Katz has produced several comedy albums, including all of Dane Cook’s albums and Jay Mohr's album Happy. And A Lot, which was nominated for the Grammy Award for Best Comedy Album at the 58th Annual Grammy Awards. He also acted as a film producer on Cook's films Employee of the Month, Good Luck Chuck and My Best Friend's Girl, as well as the TV documentary I Killed JFK that was released in 2017.

Katz has served as an executive producer on several television shows, including the sitcom Whitney and the talent competition series The Next Best Thing and Last Comic Standing, the latter of which was nominated for an Emmy in 2004.

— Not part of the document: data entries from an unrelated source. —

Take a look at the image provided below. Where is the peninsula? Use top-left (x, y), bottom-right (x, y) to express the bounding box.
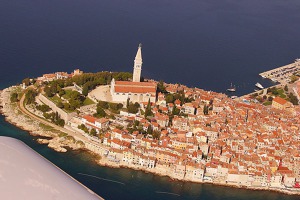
top-left (1, 44), bottom-right (300, 195)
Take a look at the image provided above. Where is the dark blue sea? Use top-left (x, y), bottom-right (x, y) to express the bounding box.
top-left (1, 0), bottom-right (300, 199)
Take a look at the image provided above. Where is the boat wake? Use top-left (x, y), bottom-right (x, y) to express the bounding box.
top-left (155, 191), bottom-right (180, 196)
top-left (78, 172), bottom-right (125, 185)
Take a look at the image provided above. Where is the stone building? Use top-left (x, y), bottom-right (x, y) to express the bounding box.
top-left (110, 44), bottom-right (157, 103)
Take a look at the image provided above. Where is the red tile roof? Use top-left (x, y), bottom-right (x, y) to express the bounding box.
top-left (114, 81), bottom-right (157, 94)
top-left (115, 81), bottom-right (156, 87)
top-left (83, 115), bottom-right (96, 124)
top-left (115, 86), bottom-right (156, 93)
top-left (273, 97), bottom-right (288, 105)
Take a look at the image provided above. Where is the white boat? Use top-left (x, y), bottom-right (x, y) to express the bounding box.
top-left (255, 82), bottom-right (264, 89)
top-left (227, 83), bottom-right (236, 92)
top-left (231, 96), bottom-right (238, 99)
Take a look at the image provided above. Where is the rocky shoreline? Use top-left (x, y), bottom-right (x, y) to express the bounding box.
top-left (1, 87), bottom-right (300, 196)
top-left (0, 87), bottom-right (83, 153)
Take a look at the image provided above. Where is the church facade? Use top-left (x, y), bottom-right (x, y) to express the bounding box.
top-left (110, 44), bottom-right (157, 103)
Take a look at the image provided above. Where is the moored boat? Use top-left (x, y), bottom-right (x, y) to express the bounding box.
top-left (227, 83), bottom-right (236, 92)
top-left (255, 82), bottom-right (264, 89)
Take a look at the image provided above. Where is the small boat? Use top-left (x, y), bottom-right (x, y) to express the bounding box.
top-left (231, 96), bottom-right (238, 99)
top-left (227, 83), bottom-right (236, 92)
top-left (255, 82), bottom-right (264, 89)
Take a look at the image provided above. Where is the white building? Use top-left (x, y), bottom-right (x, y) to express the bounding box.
top-left (110, 44), bottom-right (157, 103)
top-left (81, 115), bottom-right (109, 133)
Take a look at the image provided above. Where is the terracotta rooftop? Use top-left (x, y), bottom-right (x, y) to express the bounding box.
top-left (273, 97), bottom-right (288, 105)
top-left (115, 86), bottom-right (156, 94)
top-left (115, 81), bottom-right (156, 87)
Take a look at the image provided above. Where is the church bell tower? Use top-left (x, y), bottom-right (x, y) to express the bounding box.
top-left (133, 43), bottom-right (142, 82)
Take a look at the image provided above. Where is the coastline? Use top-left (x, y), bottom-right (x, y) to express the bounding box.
top-left (1, 86), bottom-right (300, 196)
top-left (0, 87), bottom-right (83, 153)
top-left (96, 156), bottom-right (300, 196)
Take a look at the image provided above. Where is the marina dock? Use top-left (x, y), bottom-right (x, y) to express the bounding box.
top-left (259, 59), bottom-right (300, 84)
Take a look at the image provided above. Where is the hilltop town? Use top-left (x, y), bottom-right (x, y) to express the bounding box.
top-left (1, 45), bottom-right (300, 194)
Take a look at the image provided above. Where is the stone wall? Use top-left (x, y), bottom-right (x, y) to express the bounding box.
top-left (37, 94), bottom-right (76, 122)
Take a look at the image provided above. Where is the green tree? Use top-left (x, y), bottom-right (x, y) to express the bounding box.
top-left (203, 104), bottom-right (209, 115)
top-left (36, 104), bottom-right (51, 112)
top-left (69, 99), bottom-right (81, 110)
top-left (291, 75), bottom-right (298, 83)
top-left (57, 101), bottom-right (64, 109)
top-left (58, 87), bottom-right (65, 96)
top-left (98, 101), bottom-right (109, 109)
top-left (288, 93), bottom-right (299, 105)
top-left (69, 91), bottom-right (81, 100)
top-left (10, 92), bottom-right (18, 103)
top-left (272, 89), bottom-right (279, 95)
top-left (43, 112), bottom-right (52, 119)
top-left (157, 80), bottom-right (167, 93)
top-left (284, 85), bottom-right (288, 92)
top-left (165, 94), bottom-right (174, 103)
top-left (44, 86), bottom-right (54, 97)
top-left (147, 125), bottom-right (153, 135)
top-left (25, 89), bottom-right (37, 105)
top-left (90, 128), bottom-right (97, 136)
top-left (127, 103), bottom-right (139, 114)
top-left (22, 78), bottom-right (31, 86)
top-left (95, 107), bottom-right (106, 118)
top-left (126, 98), bottom-right (130, 108)
top-left (78, 124), bottom-right (89, 133)
top-left (109, 102), bottom-right (121, 110)
top-left (134, 120), bottom-right (140, 127)
top-left (152, 130), bottom-right (161, 140)
top-left (82, 85), bottom-right (89, 96)
top-left (55, 112), bottom-right (59, 121)
top-left (144, 99), bottom-right (153, 118)
top-left (64, 103), bottom-right (71, 110)
top-left (57, 119), bottom-right (65, 127)
top-left (49, 82), bottom-right (58, 94)
top-left (172, 105), bottom-right (180, 115)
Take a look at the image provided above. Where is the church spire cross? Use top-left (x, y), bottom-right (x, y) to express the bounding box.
top-left (135, 43), bottom-right (142, 61)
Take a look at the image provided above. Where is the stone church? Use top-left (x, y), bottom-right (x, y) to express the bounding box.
top-left (110, 44), bottom-right (157, 103)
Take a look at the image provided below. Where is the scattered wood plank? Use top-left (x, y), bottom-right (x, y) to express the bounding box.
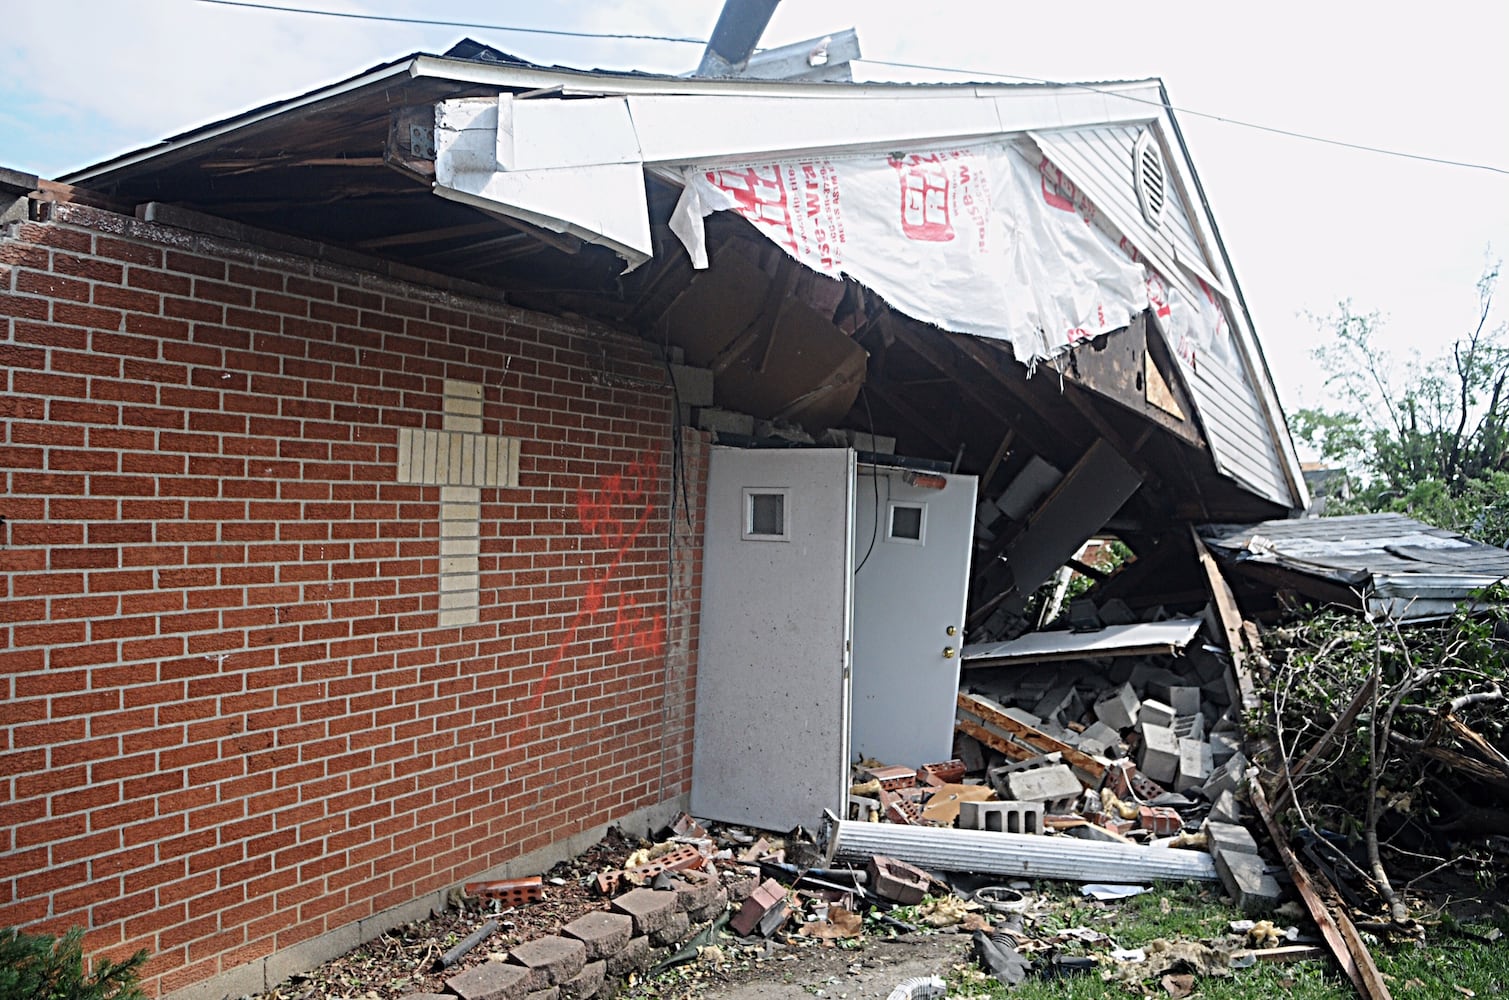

In 2012 he appeared on Jerry Seinfeld's web series Comedians in Cars Getting Coffee in the episode featuring Michael Richards. The following year he launched his weekly podcast Industry Standard featuring interviews with influential people working in the entertainment industry. Guests have included Norman Lear, Garry Marshall, Judd Apatow and television executives Doug Herzog and Warren Littlefield. In 2018 Katz recorded a live episode of his podcast at the Just For Laughs festival in Montreal.